Jamie Moyer would get a no-decision as he pitched six and two-thirds innings, giving up two runs, only one of which was earned, on five hits. Chad Durbin would pitch a third of an inning, getting out the only man he would face. Ryan Madson would get the lost as he blew his second save, going a third of an inning, giving up two earned runs on four hits, only one of which was actually a clean hit ball. His record is now 3-2 with an ERA of 3.38. J.C. Romero would go two-thirds of an inning, striking out both man that he would face. Clay Condrey pitched a scoreless inning, giving up a hit and a walk. Tim Redding would also get a no-decision, as he pitched six innings, giving up only one earned run on three hits. Saul Rivera would get the win while also receiving his fifth blown save of the year, as he pitches an inning, giving up two earned runs on three hits. Joel Hanrahan would record his fourth save as he pitched two innings of shut out ball, giving up two hits and a walk while striking out one as he kept the Phillies from being able to tie the game.
The Phillies’ bullpen would be as much of a culprit in last night’s lost as was the Phillies’ offense, which did not do anything until the bottom of the sixth inning, and would once again be unable to get the key hit in the eighth and ninth innings. But in Madson’s defense, he got hit by what I tend to call buzzard luck. What I mean by that is that things happen that at any other time would not happen, and seems to happen to the Phillies once too many times. The ground ball that would hit the third base bag and go up into the air for an infield hit, the pop up that would drop in between Chase Utley and Jayson Werth before either of them could reach the ball and the infield single off of Utley’s glove that would allow the tying run to score in the eighth, along with the single off of Rollins’ glove in the previous seventh inning, are all examples of buzzard luck. It drives me nuts when that happens, since I know that I have no one to blame for those situations other than dame luck, and even then, you can’t blame her when the situation is just plain goofy. So, while Madson blew the save and got the loss, it was mainly because he got hit with buzzard luck.
The Phillies (68-59) will start a four games series tonight with the Dodgers (65-62, 2nd National League West). The first game of the series will be played at Citizens Bank Park and will start at 7:05 pm Eastern. The Phillies’ starter will be Kyle Kendrick (10-7, 5.01), who is coming off his second straight bad start against the Padres on August 16, where he is only able to go three and two-thirds innings, giving up six earned runs on six hits, in the Phillies’ 8-3 lost. His only start against the Dodgers this year, on August 11, would be an equally rough start, as he would go only three and a third innings, giving up seven earned runs on nine hits, in the Phillies’ 8-6 lost.
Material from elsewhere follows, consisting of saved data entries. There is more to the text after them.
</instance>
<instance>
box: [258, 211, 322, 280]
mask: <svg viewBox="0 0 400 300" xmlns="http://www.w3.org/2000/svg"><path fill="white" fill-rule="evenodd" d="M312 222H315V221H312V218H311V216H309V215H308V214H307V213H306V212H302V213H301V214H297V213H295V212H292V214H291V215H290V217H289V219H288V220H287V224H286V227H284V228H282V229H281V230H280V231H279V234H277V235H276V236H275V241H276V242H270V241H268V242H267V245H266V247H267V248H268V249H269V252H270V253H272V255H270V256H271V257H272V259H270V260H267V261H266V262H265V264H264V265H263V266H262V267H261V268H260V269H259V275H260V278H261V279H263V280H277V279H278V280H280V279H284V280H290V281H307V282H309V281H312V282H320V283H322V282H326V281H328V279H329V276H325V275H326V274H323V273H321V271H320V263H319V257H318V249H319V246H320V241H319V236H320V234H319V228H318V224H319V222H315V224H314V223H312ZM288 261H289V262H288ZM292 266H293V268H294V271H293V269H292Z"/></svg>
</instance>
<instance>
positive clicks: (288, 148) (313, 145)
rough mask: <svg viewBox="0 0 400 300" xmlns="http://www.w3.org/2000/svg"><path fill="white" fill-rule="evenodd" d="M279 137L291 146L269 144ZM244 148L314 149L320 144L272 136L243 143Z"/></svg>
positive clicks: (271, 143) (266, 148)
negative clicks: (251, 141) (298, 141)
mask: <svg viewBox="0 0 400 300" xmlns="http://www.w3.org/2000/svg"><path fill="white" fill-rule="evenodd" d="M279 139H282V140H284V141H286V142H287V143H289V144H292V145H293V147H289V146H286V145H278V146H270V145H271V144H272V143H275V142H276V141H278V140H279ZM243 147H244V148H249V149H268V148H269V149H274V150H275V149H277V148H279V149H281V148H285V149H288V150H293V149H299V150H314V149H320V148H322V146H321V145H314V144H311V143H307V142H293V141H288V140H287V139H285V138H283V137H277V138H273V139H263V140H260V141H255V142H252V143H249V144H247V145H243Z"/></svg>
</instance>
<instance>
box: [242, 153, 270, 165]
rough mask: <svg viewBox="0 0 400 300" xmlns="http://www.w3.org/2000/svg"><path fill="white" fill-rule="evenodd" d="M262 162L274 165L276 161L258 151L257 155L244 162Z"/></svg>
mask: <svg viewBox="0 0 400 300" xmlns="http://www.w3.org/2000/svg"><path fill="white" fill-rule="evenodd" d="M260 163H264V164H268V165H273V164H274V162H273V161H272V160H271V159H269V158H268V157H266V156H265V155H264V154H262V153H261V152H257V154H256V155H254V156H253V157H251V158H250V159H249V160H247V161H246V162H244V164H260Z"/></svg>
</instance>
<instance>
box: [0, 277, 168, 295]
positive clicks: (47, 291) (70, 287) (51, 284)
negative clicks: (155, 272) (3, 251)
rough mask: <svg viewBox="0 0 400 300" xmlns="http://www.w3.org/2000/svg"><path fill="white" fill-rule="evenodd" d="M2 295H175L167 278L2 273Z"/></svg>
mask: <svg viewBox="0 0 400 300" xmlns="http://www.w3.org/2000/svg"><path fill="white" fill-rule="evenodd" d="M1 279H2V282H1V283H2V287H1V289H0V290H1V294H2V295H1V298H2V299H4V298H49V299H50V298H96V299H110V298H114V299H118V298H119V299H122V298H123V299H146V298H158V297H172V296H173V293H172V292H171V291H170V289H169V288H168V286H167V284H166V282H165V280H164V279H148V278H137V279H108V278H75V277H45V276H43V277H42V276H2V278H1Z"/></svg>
He will be looking to rebound from those two loses, trying to regain his agressiveness and trying to get his eleventh win of the season. His opponent, returning like a horror film nightmare, is Phillies’ killer Greg Maddux (6-9, 3.99), who has just been acquired by the Dodgers to take the place of injured starter Brad Penny. His last start was against the Phillies for the Padres on August 15, where he would pitch seven innings, giving up only an earned run on five hits, in the Padres’ 1-0 lost. This would be his first start as a Dodgers, but he would have faced the Phillies in two starts for the Padres, going 0-2 as he would pitch thirteen and a third innings, giving up five earned runs on thirteen hits. He will be trying for his first win this year against the Philles while trying to make it five straight wins against the Phillies for the Dodgers.
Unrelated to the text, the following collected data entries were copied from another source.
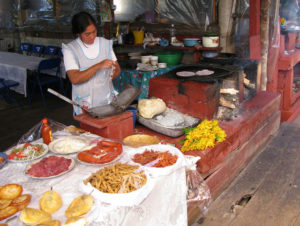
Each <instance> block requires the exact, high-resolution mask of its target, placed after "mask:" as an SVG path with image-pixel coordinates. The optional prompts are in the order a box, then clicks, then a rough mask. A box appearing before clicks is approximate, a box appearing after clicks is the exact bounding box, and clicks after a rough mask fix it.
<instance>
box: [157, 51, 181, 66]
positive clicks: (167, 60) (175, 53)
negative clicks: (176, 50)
mask: <svg viewBox="0 0 300 226" xmlns="http://www.w3.org/2000/svg"><path fill="white" fill-rule="evenodd" d="M155 55H156V56H158V62H159V63H166V64H167V65H168V66H174V65H177V64H179V63H180V60H181V57H182V52H180V51H159V52H157V53H155Z"/></svg>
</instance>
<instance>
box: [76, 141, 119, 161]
mask: <svg viewBox="0 0 300 226" xmlns="http://www.w3.org/2000/svg"><path fill="white" fill-rule="evenodd" d="M95 146H96V144H93V145H90V146H88V147H86V148H84V149H82V151H84V150H88V149H91V148H93V147H95ZM78 154H79V153H78ZM78 154H77V156H76V157H77V161H78V162H80V163H82V164H84V165H88V166H107V165H110V164H112V163H115V162H117V161H118V160H119V159H120V158H121V157H122V154H123V150H122V152H121V154H120V155H119V156H117V157H116V158H115V159H114V160H112V161H110V162H107V163H89V162H84V161H82V160H80V159H79V158H78Z"/></svg>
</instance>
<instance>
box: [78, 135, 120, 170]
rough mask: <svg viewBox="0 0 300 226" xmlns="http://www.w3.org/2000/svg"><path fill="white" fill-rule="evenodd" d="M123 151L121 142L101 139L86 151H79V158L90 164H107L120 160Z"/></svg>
mask: <svg viewBox="0 0 300 226" xmlns="http://www.w3.org/2000/svg"><path fill="white" fill-rule="evenodd" d="M103 144H104V145H103ZM105 144H108V145H110V146H107V145H105ZM122 153H123V147H122V144H121V143H117V142H110V141H100V142H98V144H95V145H92V146H89V147H87V148H85V150H84V151H81V152H79V153H78V154H77V160H78V161H79V162H81V163H84V164H89V165H105V164H110V163H112V162H115V161H117V160H119V159H120V157H121V155H122Z"/></svg>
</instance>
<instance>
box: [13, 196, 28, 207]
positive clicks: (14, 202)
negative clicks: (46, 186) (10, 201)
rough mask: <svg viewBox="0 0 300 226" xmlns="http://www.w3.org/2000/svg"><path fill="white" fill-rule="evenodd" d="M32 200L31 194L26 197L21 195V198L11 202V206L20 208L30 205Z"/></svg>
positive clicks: (20, 196)
mask: <svg viewBox="0 0 300 226" xmlns="http://www.w3.org/2000/svg"><path fill="white" fill-rule="evenodd" d="M30 200H31V195H29V194H24V195H20V196H19V197H17V198H15V199H13V200H12V202H11V204H10V205H11V206H19V205H23V204H26V203H27V204H28V203H29V202H30Z"/></svg>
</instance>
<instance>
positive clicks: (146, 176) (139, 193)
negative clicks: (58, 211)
mask: <svg viewBox="0 0 300 226" xmlns="http://www.w3.org/2000/svg"><path fill="white" fill-rule="evenodd" d="M141 169H143V168H141ZM144 172H145V175H146V177H147V182H146V184H145V185H144V186H143V187H141V188H139V189H137V190H135V191H132V192H129V193H104V192H101V191H100V190H98V189H97V188H95V187H93V186H92V185H91V183H87V184H86V185H85V184H84V183H83V181H84V180H85V179H87V178H88V177H86V178H84V179H83V181H82V182H81V183H80V184H79V190H80V191H82V192H84V193H86V194H90V193H93V196H94V198H95V199H97V200H99V201H101V202H105V203H109V204H112V205H115V206H130V207H132V206H137V205H139V204H140V203H141V202H142V201H143V200H144V199H145V198H146V197H147V196H148V195H149V193H150V192H151V191H152V189H153V187H154V185H155V181H154V180H153V179H152V178H151V177H150V176H149V174H148V173H147V172H146V171H144Z"/></svg>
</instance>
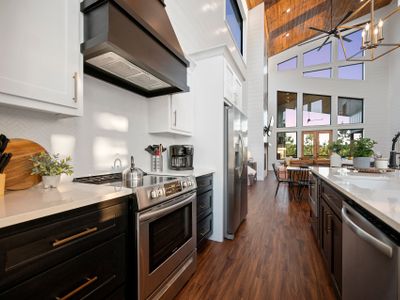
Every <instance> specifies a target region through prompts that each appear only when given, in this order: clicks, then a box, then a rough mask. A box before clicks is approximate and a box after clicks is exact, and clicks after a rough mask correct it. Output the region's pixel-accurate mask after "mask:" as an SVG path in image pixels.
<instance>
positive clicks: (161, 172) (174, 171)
mask: <svg viewBox="0 0 400 300" xmlns="http://www.w3.org/2000/svg"><path fill="white" fill-rule="evenodd" d="M146 173H147V174H151V175H153V174H154V175H166V176H194V177H200V176H204V175H208V174H213V173H215V170H213V169H206V168H204V169H203V168H195V169H194V170H188V171H175V170H166V171H163V172H150V171H148V172H147V171H146Z"/></svg>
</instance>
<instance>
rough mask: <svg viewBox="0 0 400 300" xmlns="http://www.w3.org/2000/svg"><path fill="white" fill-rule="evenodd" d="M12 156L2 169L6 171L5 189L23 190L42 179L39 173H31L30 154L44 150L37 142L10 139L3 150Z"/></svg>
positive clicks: (36, 183)
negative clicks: (37, 143)
mask: <svg viewBox="0 0 400 300" xmlns="http://www.w3.org/2000/svg"><path fill="white" fill-rule="evenodd" d="M5 152H6V153H12V154H13V156H12V158H11V160H10V163H9V164H8V166H7V168H6V169H5V170H4V173H6V190H9V191H18V190H25V189H28V188H30V187H33V186H34V185H36V184H38V183H40V182H41V181H42V177H41V176H39V175H31V173H32V167H33V164H32V162H31V161H30V159H31V158H32V156H34V155H37V154H39V153H41V152H46V150H45V149H44V148H43V147H42V146H40V145H39V144H37V143H35V142H32V141H30V140H25V139H11V140H10V142H9V143H8V145H7V148H6V150H5Z"/></svg>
The Phillies are now trailing the Mets by two and a half games, thanks to last night’s lost, while the Mets prepare for a four games series with the Astros in New York. The Phillies are ahead of the Marlins by three and a half games, as the fish prepare for a three games series with the D-backs in Phoenix. The Phillies hope to regain some ground in the East while trying to get even with the Dodgers for last week’s sweep.